Life

This Is The Room In Your House With The Most Bugs

by Brandi Neal
Small spider crawls on the floor on  tiles. Pests and insects
Kristina Igumnova/Moment/Getty Images

Last year, I moved to a part of Los Angeles that, surprisingly, had an abundance of bugs. Creepy crawlies of every variety invited themselves inside and made themselves comfortable. If you've ever wondered which rooms in your house have the most bugs, a new study in the journal Scientific Reports revealed where bugs like to hang out in your house or apartment. While I technically don't live in the country, Los Angeles varies greatly in topography, from the foggy beach to the hot high desert, the type of bugs you see largely depends on which part of the city you live in.

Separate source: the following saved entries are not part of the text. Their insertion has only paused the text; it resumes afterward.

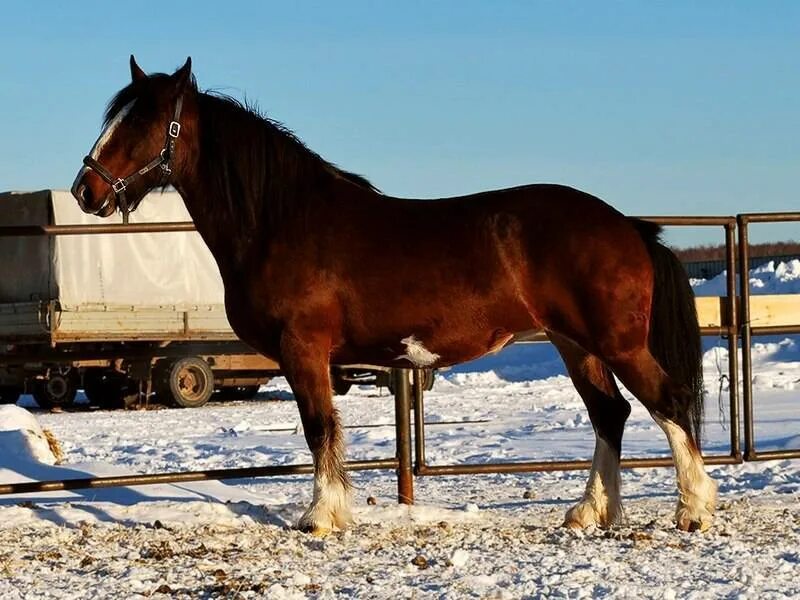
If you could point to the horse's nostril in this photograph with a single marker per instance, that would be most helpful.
(85, 193)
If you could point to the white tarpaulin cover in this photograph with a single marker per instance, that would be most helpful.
(113, 270)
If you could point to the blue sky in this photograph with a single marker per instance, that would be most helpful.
(658, 108)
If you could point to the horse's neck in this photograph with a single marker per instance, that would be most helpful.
(225, 236)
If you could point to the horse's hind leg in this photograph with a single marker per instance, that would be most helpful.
(304, 360)
(601, 503)
(643, 376)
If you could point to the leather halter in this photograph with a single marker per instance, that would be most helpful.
(120, 184)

Near the beach, you're likely to get an infestation of roly-poly bugs, while the valley where I live is basically a bug bonanza that includes everything from wolf and brown widow spiders to Jerusalem crickets, earwigs, fire ants, and sugar ants. And, I'm not kidding when I say that staying on top of bugs can feel like a full time job. While you can exercise some level of denial when you don't actually see the bugs, an article from KCET's environment news project Redefine, made me feel a little uneasy.

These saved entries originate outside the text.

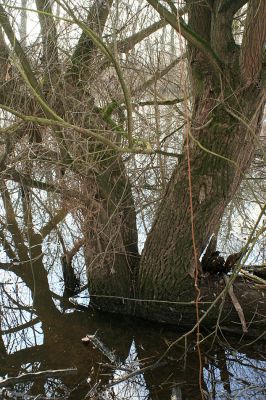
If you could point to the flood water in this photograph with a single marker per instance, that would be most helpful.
(118, 347)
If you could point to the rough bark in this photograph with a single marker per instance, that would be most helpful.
(226, 120)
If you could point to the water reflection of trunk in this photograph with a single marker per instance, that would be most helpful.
(224, 373)
(179, 370)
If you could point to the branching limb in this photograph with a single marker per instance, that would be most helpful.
(192, 37)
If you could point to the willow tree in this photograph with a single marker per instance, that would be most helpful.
(90, 139)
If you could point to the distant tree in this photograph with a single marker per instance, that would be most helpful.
(109, 120)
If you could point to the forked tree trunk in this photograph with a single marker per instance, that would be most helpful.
(228, 102)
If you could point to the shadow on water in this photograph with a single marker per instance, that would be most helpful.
(119, 347)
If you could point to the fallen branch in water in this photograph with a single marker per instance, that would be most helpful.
(50, 373)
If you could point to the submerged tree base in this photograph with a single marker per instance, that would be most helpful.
(216, 310)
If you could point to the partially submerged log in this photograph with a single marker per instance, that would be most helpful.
(216, 309)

"There are brown widows underneath every piece of lawn furniture in LA County," Brian Brown, entomology curator at the Natural History Museum of Los Angeles, told Redefine. "I'm sure of it." So, now that you know that brown widows are living underneath my outdoor furniture, just where are the bugs hanging out in your house? The study found that the kitchen and the living room are favored by your uninvited insect guests. And, the study, which examined 10,000 bugs from a sample of 50 homes, found almost 50 different families of harmless insects living inside of the average home.

Home Is Where The Bugs Live

In my old apartment near Hollywood, I rarely ever saw a bug. But, a few weeks into "country" life, insects began to appear in alarming numbers. One night after my roommate had gone to bed I saw a wolf spider crawling across the living room floor. I grabbed the first thing I saw, which happened to be a foam roller, and smashed the spider. I should also mention that I hate bugs. They elicit a totally irrational fear in me that usually results in my screaming like a four year old. You know those TV shows where can win hundreds of thousands of dollars for eating bugs? Yeah, I wouldn't last a second.

You'd think that'd would be the end of the spider story, but much to my horror, what seemed like hundreds of tiny spiders scattered off the bigger spider like a scene from some kind of horrible insect horror movie. It took every ounce of self control I could muster not to scream and wake my roommate. I later learned that wolf spiders carry their babies on their backs and basically have their own little baby-wearing community, which made me start to obsess about the number of potential toddler spiders that could be hanging around having their own babies to wear on their backs.

Another time, my roommate texted me and said she shook out the living room curtains before vacuuming, and dozens of different types of bugs fell onto the floor. "It was a hot bed of critter activity," she told me. Both of these incidents happened in the living room, which is one of the spots in your home where bugs like to congregate and have their little meetings about how to terrorize you. And, if you have carpet, you're providing an even more attractive environment for these freeloading insects, though the study did not identify why bugs prefer carpet. Maybe it reminds them of grass.

If that's not bad enough, the study reported that, "When we considered lifestyle characteristics of residents within particular homes, we found that the diversity and the composition of the core arthropod community did not significantly vary between houses based on presence of cats or dogs, number of houseplants, pesticide usage, or relative levels of clutter and dust accumulation."

So, no matter how clean and clutter-free you are, the buggers are still coming inside. Living rooms, as well as kitchens — the other most common place to find bugs in your home — are communal spaces with greater access to doors and windows, which makes it easy for pests to get inside your pad and set up camp. While I was able to pretend bugs didn't exist at my last apartment, all I have to do here is exist to be smacked in the face with the reality of who's really in charge. Hint: it's the freakin' bugs.

Turning over the dog bed on the deck can send crickets and earwigs scattering. Piles of fire ants build mounds in the yard, sugar ants try to come inside, wolf spiders crawl out from corners in the living room, and apparently brown widow spiders are living underneath all of my patio furniture. The study also reported that human spend 90 percent of their time indoors, and many types of bugs live their entire life cycle inside your home without paying any rent. Short of living life inside a plastic bubble, there's nothing you can really do except making peace with your creepy crawly roommates.

I'm sorry I don't have better news, and trust me, I'm as traumatized as you are. If you're sufficiently freaked out, continuing to live in denial about your creepy co-habitants might be your best bet.